Impact on our Investment Case
Owning the orchestration layer
Mastercard is not issuing stablecoins directly, but is actually integrating a new payment rail.
For Mastercard, what matters is not who issues them, but who controls how they are used within financial systems. BVNK operates at this level. It provides the orchestration layer connecting bank transfers, card networks, and blockchain settlement, handling routing, conversion, compliance, and integration into enterprise workflows.
This is the missing piece. Stablecoins scale only when embedded into existing operations (treasury, payouts, cross-border settlements) without added complexity. This requires an abstraction layer.
By acquiring BVNK, Mastercard internalizes this capability, moving from partner-based enablement to ownership of the stablecoin infrastructure. This reinforces our view that value accrues to infrastructure players enabling real-world usage, rather than to isolated components of the stack.
Preventing disintermediation
Stablecoin pure payment volumes remain limited (estimated at ~$500bn in 2025, less than 5% of total stablecoin flows, which are still largely driven by crypto trading). BVNK, with a 5–10% market share in stablecoin payments, will not be material to Mastercard’s financials. Yet.

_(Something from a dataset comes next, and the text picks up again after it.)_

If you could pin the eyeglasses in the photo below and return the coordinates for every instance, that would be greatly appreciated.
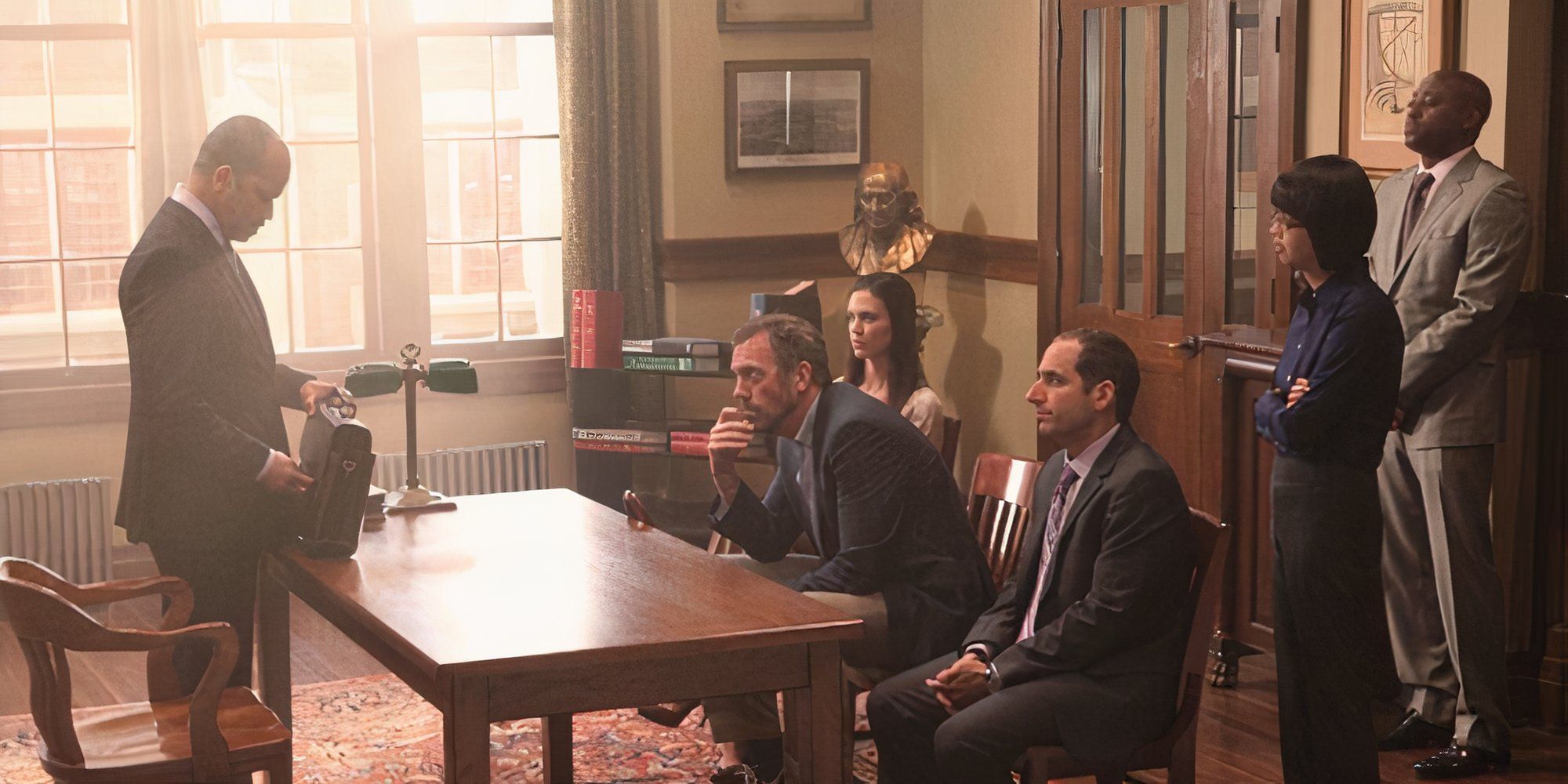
(1283, 222)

But this is not the point. Mastercard processes trillions in annual volume. Even a marginal shift toward new rails would impact its role in the value chain and future growth rates. The risk is gradual disintermediation if new players capture part of these flows. This justifies why Mastercard will spend up to $1.8bn for this acquisition, one of its three largest deals over the last decade.
Initial stablecoin use cases are not consumer payments, but cross-border transfers, treasury, B2B settlement, payouts and payroll. These are areas where existing systems are less efficient. Stablecoins expand into these layers rather than replacing card-based checkout, for the time being. Once the infrastructure is firmly in place, broader payment segments are likely to follow.
Owning the infrastructure ensures Mastercard remains involved regardless of the rail used. This also highlights a divergence in strategy. Visa has so far favored partnerships, while other card networks like American Express are more cautious in a wait-and-see mode.
Mastercard is acquiring the capability directly and avoiding future disruption. If a new rail emerges, it must be integrated, not observed.
Our Takeaway
Stablecoin infrastructure is being deployed ahead of mass adoption.
Initial usage is likely to concentrate in cross-border and B2B payments, where traditional systems are most constrained. Beyond efficiency gains, stablecoins introduce programmability. Payments can be automated, conditional, and embedded into software, enabling new use cases and paving the way for agent-driven (AI) financial interactions and machine-to-machine payments.
Mastercard’s move reflects this shift. Payment systems are converging. Card networks, bank transfers, stablecoins, and tokenized deposits are becoming part of a unified infrastructure.
Mastercard is adapting to remain central to this system. We reiterate our conviction that leading payment platforms such as Mastercard may benefit from stablecoin adoption, provided they integrate these new rails. This acquisition is a step in that direction.